Youths went on the rampage on Thursday in northern Zambia's Copper Belt, a stronghold of opposition leader Michael Sata who is leading the race to become the next president of Africa's biggest copper producer.

The latest tally from Tuesday's election showed Sata with 639,787 votes against 542,362 for incumbent Rupiah Banda, leader of the Movement for Multi-party Democracy (MMD) party that has run the former British colony since one-party rule ended in 1991.

The Election Commission tally was based on 85 out of 150 constituencies.

Despite the strong showing for 74-year-old Sata -- nicknamed King Cobra for his vicious tongue -- the drip-by-drip release of results has sparked rumors of vote rigging, angering Sata supporters in particular.

Hackers who hit the Election Commission website overnight, posting false results showing Sata on course for a landslide, have only added to the confusion and tension of what was already a neck-and-neck run-off between two old rivals.

Youths fought running battles with riot police in the northern Copper Belt towns of Ndola and Kitwe, 250 km (150 miles) north of Lusaka, setting fire to vehicles and markets in the normally peaceful southern African country's economic heartland, police, residents and local media said.

They are on the streets with stones and we can only urge them to stop the riotous behavior, Copper Belt police chief Martin Malama told Reuters. There were no reports of injuries and it was too early to assess the extent of damage, he added.

State radio reported that crowds of protesters had also blocked the main road between Kitwe and Chingola, another mining town near the border with Democratic Republic of Congo, suggesting high levels of tension across the region.

Despite the unrest, Election Commission Chairwoman Irene Mambilima said she would not be rushed into releasing results that had not been double- and triple-checked.

The verification of these results is very important.
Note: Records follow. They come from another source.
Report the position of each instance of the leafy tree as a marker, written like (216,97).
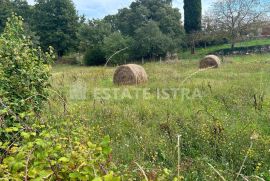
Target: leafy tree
(141,15)
(20,7)
(92,34)
(114,43)
(151,42)
(56,23)
(234,18)
(193,15)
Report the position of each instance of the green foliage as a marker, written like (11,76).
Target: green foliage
(135,23)
(24,83)
(193,15)
(92,34)
(56,23)
(25,70)
(20,7)
(116,42)
(215,129)
(95,56)
(151,42)
(53,155)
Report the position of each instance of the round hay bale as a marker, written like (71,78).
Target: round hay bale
(130,74)
(210,61)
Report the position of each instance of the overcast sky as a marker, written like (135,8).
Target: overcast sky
(101,8)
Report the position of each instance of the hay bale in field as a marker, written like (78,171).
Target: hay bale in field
(130,74)
(210,61)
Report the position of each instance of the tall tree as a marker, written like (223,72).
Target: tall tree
(142,15)
(193,15)
(235,17)
(56,23)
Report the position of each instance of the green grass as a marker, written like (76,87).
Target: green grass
(216,126)
(201,52)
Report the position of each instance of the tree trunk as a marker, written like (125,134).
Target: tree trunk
(193,48)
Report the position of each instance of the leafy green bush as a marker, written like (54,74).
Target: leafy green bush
(95,56)
(24,83)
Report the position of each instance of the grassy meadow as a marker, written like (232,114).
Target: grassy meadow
(221,114)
We ask political parties to tell their supporters to remain peaceful, she told reporters, adding that the full result should be known by Thursday evening.
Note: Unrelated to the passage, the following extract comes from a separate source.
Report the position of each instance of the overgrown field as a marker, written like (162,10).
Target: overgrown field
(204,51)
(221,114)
The High Court in Lusaka earlier on Thursday banned three private media outlets from speculating on the outcome of the September 20 election, further angering Sata's young urban support base.
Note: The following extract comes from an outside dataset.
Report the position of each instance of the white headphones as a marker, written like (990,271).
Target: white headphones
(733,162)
The European Union's observer mission said the poll had been generally well organized and that ballot counting had gone smoothly barring a few glitches, but it criticized state media for lacking any degree of balance during the campaign.

BANDA CATCH-UP?

Despite the early lead for Sata, a vocal critic of Chinese mining investment, Banda is expected to close the gap as the countryside constituencies where he counts his major support start to deliver their results.

As such, the race may go right to the wire -- as it did in a 2008 run-off which Sata lost by just 35,000 votes, or two percent of the electorate.

Sata toned down his rhetoric against foreign mining firms in the closing stages of the six-week campaign but a victory for him would still cloud the investment outlook for what has been one of frontier Africa's most attractive prospects.

Political risk analysts, who were divided on the final result, said a Sata defeat might trigger unrest although added that it was likely to be short-lived and have no impact on copper output or the wider economy.

If Sata loses a close election and rejects the outcome there will be some unrest in Lusaka and the Copper Belt but it will be contained, research firm Eurasia said.